Sarah, Duchess of York is the archetypal mother of the bride, a larger-than-life character prone to controversy, outspoken and fiercely loyal to her family.
She has experienced the ups and downs of life in the limelight – from a fairytale royal wedding to her infamous “toe-sucking” scandal and Oprah Winfrey show confessional.
The duchess reportedly has a strained relationship with the Duke of Edinburgh, who she claimed in a tabloid interview once labelled her “odd and pointless”.
And she has found herself on the fringes of royal life, finding it “difficult” to cope with being left off the Duke and Duchess of Cambridge’s wedding guest list, and allocated a seat far from her family and senior royals when invited to the Duke and Duchess of Sussex’s nuptials.
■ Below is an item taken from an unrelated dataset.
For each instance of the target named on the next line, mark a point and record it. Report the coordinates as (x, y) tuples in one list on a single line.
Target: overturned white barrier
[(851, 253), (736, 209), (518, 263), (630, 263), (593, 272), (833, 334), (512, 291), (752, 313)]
Sarah Ferguson was born on October 15 1959 to Major Ron Ferguson and Susan Barrantes and can trace her ancestry back to royalty.
A young Sarah – dubbed Fergie by the media – grew up around royalty as her father played polo with the Duke of Edinburgh and was polo manager for the Prince of Wales.
The couple wed in 1986 and had two daughters, Princess Beatrice born in 1988 and Princess Eugenie two years later.
Royal life with its protocols and procedures stifled the boisterous duchess and the long periods that her husband Andrew spent away with the Royal Navy did not help their marriage.
The duke and duchess divorced four years later but the break-up was amicable and they both played important roles in the lives of their daughters.
In the years that followed, Sarah was said to have struggled with money problems.
But in 2010 she was caught up in the cash-for-access scandal, offering to sell an introduction to her ex-husband for £500,000 to an undercover reporter posing as a businessman.
After the scandal broke, Sarah was interviewed by US chat show queen Winfrey and said about Andrew: “We are divorced and I don’t want to keep being this burden on him.”
Speaking ahead of the wedding to the BBC’s The One Show, the duchess said about the planning for the event: “Jack and Eugenie are very contemporary, they are very inclusive, and they are all about love, and they want this wedding to be about that – to include everybody and to really absorb the love they have for each other with everybody else.”